For a broader look at how INFJs experience relationships, conflict, and connection, the full collection of resources in our INFJ Personality Type hub covers the territory in depth. There’s a lot there that speaks directly to the patterns this article touches on.

About the Author

Keith Lacy is an introvert who’s learned to embrace his true self later in life. After 20 years in advertising and marketing leadership, including running agencies and managing Fortune 500 accounts, Keith now channels his experience into helping fellow introverts understand their strengths and build fulfilling careers. As an INTJ, he brings analytical depth and authentic perspective to every article, drawing from both professional expertise and personal growth.

Frequently Asked Questions

Do INFJs really attract narcissists more than other types?

INFJs do appear to attract narcissists at higher rates than many other personality types. The combination of deep empathy, a drive toward meaningful connection, and a tendency to see potential in people creates a profile that narcissists actively seek out. Research on empathy and interpersonal vulnerability supports the idea that highly empathic individuals are more frequently targeted by those with narcissistic traits, because they’re more responsive to emotional cues and more willing to extend benefit of the doubt over time.

Is there something wrong with INFJs that makes them vulnerable to narcissists?

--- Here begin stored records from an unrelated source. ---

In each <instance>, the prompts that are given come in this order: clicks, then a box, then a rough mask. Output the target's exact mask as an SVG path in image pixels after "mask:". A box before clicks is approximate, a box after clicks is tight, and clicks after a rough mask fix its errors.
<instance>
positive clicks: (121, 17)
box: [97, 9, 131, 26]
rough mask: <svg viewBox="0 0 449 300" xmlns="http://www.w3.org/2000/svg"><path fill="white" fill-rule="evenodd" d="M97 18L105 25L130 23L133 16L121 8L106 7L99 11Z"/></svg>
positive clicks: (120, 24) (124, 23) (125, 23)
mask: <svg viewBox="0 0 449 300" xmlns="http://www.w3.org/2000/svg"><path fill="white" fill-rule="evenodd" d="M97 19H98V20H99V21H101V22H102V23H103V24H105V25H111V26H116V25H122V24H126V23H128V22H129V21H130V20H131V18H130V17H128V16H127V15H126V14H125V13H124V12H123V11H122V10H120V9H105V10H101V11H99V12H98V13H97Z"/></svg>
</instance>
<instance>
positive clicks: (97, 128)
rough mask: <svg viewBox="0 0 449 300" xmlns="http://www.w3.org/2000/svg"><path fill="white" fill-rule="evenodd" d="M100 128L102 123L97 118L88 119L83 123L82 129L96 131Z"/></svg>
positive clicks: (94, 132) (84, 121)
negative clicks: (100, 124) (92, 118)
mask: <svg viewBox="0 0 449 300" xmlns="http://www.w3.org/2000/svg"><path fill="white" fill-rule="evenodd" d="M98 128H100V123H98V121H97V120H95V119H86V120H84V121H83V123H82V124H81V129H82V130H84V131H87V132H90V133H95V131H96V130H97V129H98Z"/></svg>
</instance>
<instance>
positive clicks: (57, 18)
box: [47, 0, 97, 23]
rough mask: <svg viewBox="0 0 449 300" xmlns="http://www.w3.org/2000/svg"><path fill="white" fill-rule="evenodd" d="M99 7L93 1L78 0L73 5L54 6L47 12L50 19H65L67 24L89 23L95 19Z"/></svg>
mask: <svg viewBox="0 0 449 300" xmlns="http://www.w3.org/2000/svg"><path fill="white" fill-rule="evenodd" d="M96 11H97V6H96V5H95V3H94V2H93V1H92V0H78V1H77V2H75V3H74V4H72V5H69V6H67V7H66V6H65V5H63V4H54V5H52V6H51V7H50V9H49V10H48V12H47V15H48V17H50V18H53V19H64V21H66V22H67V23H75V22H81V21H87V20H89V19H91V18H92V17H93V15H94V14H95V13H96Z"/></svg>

No. The qualities narcissists target in INFJs, empathy, depth, commitment, and genuine care, are not flaws. They are valuable human qualities that belong in healthy relationships. The vulnerability lies not in having these qualities but in extending them without conditions to people who are not offering anything real in return. Developing discernment about where to direct empathy is a learnable skill that doesn’t require abandoning empathy itself.

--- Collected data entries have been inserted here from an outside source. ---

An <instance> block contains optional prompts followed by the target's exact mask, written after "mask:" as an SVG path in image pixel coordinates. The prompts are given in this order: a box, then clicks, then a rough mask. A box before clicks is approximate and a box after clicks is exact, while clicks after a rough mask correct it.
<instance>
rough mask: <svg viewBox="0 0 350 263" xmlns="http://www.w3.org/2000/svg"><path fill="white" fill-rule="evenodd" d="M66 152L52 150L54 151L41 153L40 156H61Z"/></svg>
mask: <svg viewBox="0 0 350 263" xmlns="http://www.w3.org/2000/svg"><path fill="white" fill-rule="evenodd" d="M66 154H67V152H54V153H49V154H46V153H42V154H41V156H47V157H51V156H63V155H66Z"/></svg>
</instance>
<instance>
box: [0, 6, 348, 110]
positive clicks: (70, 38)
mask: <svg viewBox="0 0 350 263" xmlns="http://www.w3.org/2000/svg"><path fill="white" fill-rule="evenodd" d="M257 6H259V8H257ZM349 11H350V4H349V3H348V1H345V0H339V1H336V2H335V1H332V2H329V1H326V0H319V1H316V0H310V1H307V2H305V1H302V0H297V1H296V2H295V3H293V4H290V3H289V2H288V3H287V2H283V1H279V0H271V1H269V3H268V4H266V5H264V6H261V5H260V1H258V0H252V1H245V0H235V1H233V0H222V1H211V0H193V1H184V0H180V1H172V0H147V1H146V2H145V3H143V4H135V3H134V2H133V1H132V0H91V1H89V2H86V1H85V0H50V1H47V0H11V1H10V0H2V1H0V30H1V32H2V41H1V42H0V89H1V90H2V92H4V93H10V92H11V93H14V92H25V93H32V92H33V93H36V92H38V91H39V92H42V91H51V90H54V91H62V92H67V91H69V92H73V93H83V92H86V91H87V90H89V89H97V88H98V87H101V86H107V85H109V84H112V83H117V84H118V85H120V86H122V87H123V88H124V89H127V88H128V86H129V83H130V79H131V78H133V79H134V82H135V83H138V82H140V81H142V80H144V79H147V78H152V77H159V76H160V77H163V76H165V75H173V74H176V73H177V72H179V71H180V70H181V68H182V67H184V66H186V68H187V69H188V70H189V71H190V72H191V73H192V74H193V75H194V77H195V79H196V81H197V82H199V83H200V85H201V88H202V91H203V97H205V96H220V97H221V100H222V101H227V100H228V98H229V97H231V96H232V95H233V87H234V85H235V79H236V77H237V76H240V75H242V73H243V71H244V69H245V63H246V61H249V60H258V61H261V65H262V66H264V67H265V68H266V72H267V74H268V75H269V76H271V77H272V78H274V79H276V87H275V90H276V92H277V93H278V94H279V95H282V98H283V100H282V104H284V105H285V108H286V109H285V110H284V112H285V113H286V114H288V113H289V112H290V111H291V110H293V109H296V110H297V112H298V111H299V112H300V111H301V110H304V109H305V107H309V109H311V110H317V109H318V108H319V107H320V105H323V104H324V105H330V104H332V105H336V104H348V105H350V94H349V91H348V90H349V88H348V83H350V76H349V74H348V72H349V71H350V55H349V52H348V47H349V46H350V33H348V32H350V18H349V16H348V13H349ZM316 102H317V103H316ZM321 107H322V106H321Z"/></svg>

Why do INFJs stay in relationships with narcissists for so long?

Several INFJ traits contribute to this pattern. They tend to see potential in people and hold onto the version of the relationship that existed at the beginning. They’re conflict-averse and absorb friction rather than creating it. They rationalize difficult behavior through their intuitive understanding of complexity. And they’re deeply committed to relationships they’ve invested in. These qualities, combined with the narcissist’s skill at cycling through warmth and withdrawal, make it genuinely difficult to recognize when a relationship is not going to improve.

What’s the difference between an INFJ’s empathy and being an empath?

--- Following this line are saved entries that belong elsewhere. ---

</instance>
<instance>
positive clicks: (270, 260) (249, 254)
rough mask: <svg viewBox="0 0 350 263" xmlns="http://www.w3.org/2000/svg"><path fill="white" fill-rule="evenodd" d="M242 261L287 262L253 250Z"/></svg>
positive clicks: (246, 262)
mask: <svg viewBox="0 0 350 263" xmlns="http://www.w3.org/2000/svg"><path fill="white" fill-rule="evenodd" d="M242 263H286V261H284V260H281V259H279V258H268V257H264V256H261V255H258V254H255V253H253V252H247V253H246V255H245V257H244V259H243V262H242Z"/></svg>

The MBTI framework describes INFJs as having Extraverted Feeling as a secondary function, which means they’re naturally oriented toward understanding and responding to others’ emotional states. The term “empath” is broader and less clinically defined, but it generally describes people who absorb others’ emotions as if they were their own. Many INFJs identify with the empath description because their emotional processing is so deep and absorptive. For the purposes of narcissistic attraction, what matters is that both descriptions point to the same vulnerability: responding to emotional signals, including performed ones, with genuine care.

How can an INFJ protect themselves without becoming less empathic?

The goal is not to reduce empathy but to develop discernment about where it goes. Practically, this means watching for behavioral patterns over time rather than evaluating individual moments, noticing whether emotional labor in a relationship is reciprocal, raising concerns earlier rather than absorbing discomfort until it becomes untenable, and trusting intuitive signals that something feels wrong even when the rational mind is still looking for evidence. Therapy focused on attachment patterns can also be valuable in identifying the early signals that have been rationalized away in past relationships.